Gelişmiş ülkelerde artık görkemli, cam giydirmeli, gökdelen yapılara rastlayamazsın, onlar binalardan çok doğaya uyumlu, insan odaklı tarihe saygılı yapılar inşa etmektedirler. Önemli olanın yapı değil insan ve doğa olduğunu kavramış bulunmaktadırlar.

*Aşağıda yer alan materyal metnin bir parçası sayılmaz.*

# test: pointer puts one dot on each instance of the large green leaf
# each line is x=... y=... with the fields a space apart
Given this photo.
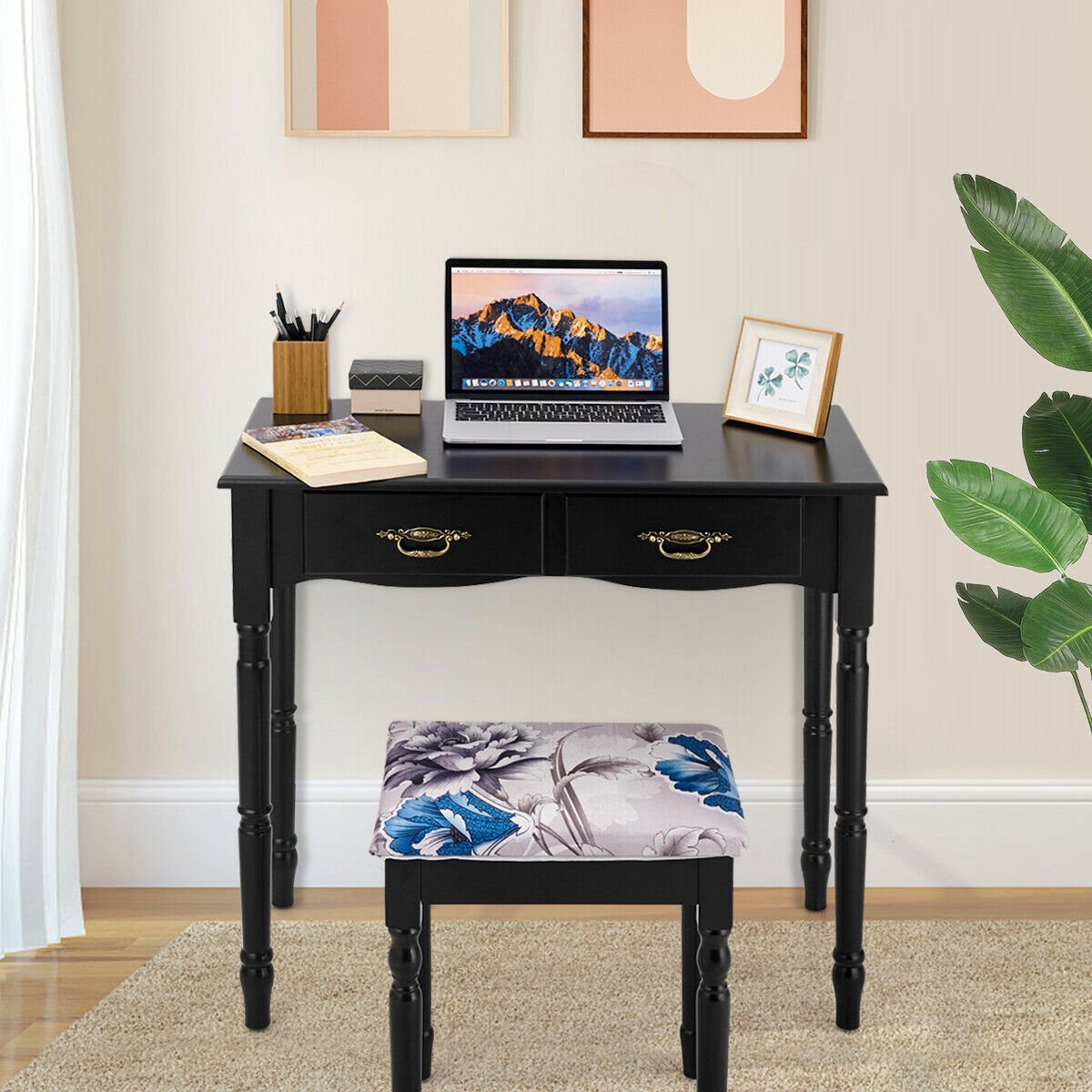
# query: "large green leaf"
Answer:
x=1057 y=437
x=1057 y=627
x=1041 y=278
x=995 y=616
x=1005 y=518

Gelişmekte olan, geri kalmış, diktayla yönetilen ülkelerde halkın gözünü boyamak, güçlü devlet, gelişmişlik hissi vermek için dünyanın en büyük binasını, en büyük otelini, en büyük otobanını, en büyük hastanesini inşa ederler. O binaların içerisinde gibi hizmet verilir pek ilgilenmez, sadece görkemliliği ne bakar. Saf övünür! En büyük binalar, en iyi yollar, köprüler parklar bizim ülkemizde diye...
Doksanlı yıllarda benim köyüme de üç katlı bir bina yapıldı, kerpiç evlerin orta yerine betonarme bir bina yapıldı. Ne kadar çirkin gözüküyordu, köye karşı taraftan baktığın zaman estetikten uzak bir beton iskelet gibi belediye binası olarak yapıldı. O kadar masraf edildi ama hiçbir zaman faaliyete geçemedi, sadece bir katı kullanıldı. Belediyemiz bile kaldırıldı ama o bina hala atıl bir durumda sadece bir katı ile hizmet veriyor muhtarlık olarak.
Hizmet vermek için yeni ve sağlam binalara ihtiyaç vardır insan onuruna yakışır, çevreye uyumlu, tarihi dokusu olan yapılara evet, ancak günümüzde öyle binalar yapılıyor ki özel veya kamu binaları estetikten, doğallıktan uzak içi boş binalar.
Karaman’a taşındığımda ilk dikkatimi çeken şey milli eğitim bakanlığının karamandaki okul yatırımları olmuştu. İlköğretim okul binaları sanki bir kampüsü andırıyordu, geniş bahçeli ağaçlandırılmış, insanın ruhunu okşayan renkli binalar. Bu dışarıdan gözlemim, eğitimi nasıldır bilmiyorum, inşallah eğitimi de görünüşü kadar güzeldir.
Hastaneler, Adliye, SGK, Defterdarlık çoğu kamu binaları da dış görünüş olarak devlete yakışır binalar; inşallah yapılan hizmetlerde iyidir.
Bunlar içerisinde en büyük eleştiriyi hastaneler almaktadır. Sosyal medyada Karaman’da şu branşta, yok bu branşta bölümler açıldığı! Karaman’a uzman doktor atandığı yolunda haberler yapılıyor ancak bunların boş olduğunu yapılan hizmetlerden anlıyoruz.
Şahidim, doktor hastasını muayene ediyor, senin ameliyat olman gerekiyor ve eylül ayına randevu veriyor. Hasta yakını yalvarıyor, bu ay içerisinde olması için çünkü çaresiz olduğunu hastaya bakacak kimsenin olmadığını, doktorun cevabı ameliyat yapacak alet edevatın yokluğu ve yapacak bir şeyin olmadığını, isterse başhekime, cimere, siyasi partilere şikâyet edebileceği telkininde bulunuyor. Bu doktorun çaresizliği, yani bina değil içerisinin dolu olması gerektiğini kanıtlıyor.
Hastane binası yapıyorsun, o kadar para harcıyorsun sadece acil servis görevi yapıyor, en ufak bir ameliyat için Konya hastanelerine sevk ediyorsun insanları mağdur ediyorsun...
Önemli olan Hastane, Adliye binaları yapmak değil, o binalarda insanlara en iyi imkânları sunarak sorunlarına çözüm üretilebilmesidir.
Aynen öyle. Ziraat odası binası yaptırıyor yaprak analizi için Adana'ya gidiyoruz. Boooş.